Betrayer: (The Cursed Bloodstone Book 1) -
Betrayer: Chapter 40
Early morning light wanes through the open barn door. I left it ajar while I attend to my chores. Birds belting out a melody strum to where I sit, milking Jersa. The cow happily chomps on hay as I collect milk in a terracotta jar.
The door creaks as it opens wider, and Everly steps through. My breath catches at her disheveled hair, and her surcoat covered in dust, like she ran to this barn.
Her wide eyes meet mine, and my heart sinks. “It’s Kassandra. She’s really upset. Will you come and speak to her?”
“Of course.” I finish with Jersa and secure the barn door before following Everly.
As we walk through the town, we receive the same shunning as usual. We might as well not exist. To these people, we are nothing. No, we are less than nothing.
The moment we stop in front of the tiny, run-down cottage, I am struck by the red circle splattered in paint across the front of the house. The stain covers the entire expanse.

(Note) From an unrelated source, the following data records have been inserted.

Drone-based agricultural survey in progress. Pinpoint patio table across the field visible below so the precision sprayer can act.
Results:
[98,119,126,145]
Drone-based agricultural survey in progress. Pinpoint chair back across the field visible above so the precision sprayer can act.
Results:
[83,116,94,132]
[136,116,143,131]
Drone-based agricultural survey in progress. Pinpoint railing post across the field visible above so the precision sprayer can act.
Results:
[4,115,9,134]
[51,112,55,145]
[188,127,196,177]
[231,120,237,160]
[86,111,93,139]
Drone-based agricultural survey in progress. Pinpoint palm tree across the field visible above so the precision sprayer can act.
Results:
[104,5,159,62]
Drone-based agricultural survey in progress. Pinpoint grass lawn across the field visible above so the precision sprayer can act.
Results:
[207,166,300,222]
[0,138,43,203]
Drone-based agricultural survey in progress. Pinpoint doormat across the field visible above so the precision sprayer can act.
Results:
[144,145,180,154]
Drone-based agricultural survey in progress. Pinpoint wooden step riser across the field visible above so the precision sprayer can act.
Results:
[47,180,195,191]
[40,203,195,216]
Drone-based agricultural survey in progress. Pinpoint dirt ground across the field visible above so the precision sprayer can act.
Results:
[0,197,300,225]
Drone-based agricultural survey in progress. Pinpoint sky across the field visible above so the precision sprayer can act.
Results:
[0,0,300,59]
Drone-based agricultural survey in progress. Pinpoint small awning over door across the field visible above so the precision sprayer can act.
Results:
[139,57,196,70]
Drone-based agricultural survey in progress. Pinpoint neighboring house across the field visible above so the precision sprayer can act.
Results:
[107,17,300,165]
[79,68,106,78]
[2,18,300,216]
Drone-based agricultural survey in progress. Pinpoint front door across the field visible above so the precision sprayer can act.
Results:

Red poppies scatter the grass, driving a dagger of fear into my heart. I try to not show it as I follow Everly into the cottage, but those damn flowers and what they mean for the Bloodstones will not leave my thoughts.
Red poppies mean death.
No!
I dig my nails into my palm, sinking pain into my skin. It doesn’t ease the waves of trepidation billowing around me. Everything in me wants to race back to the grass, pick up every poppy and throw them at the people who dared to put them there. No, everything in me wants to punish the people responsible.
My fingers burn with the urge. I clasp them together as I trail Everly into the room she shares with Kassandra.
Kassandra sits on the center of her mattress, her gaze locked on the far wall, her eyes void of emotion.
I sit next to her and try to think of any words she’d replace comforting. Nothing comes to mind.
After a while of sitting in silence, Kassandra speaks. “I cannot wed Luc.”
“Oh, Kass,” Everly says.
Kassandra jerks her hand across her eyes and speaks in a voice riddled with pain. “For as long as I can remember, Luc is the only man I thought about. The only man I wanted. The only man I could see myself having children with.” She sniffs and stares down at her hands. “Our people will not let me have him.”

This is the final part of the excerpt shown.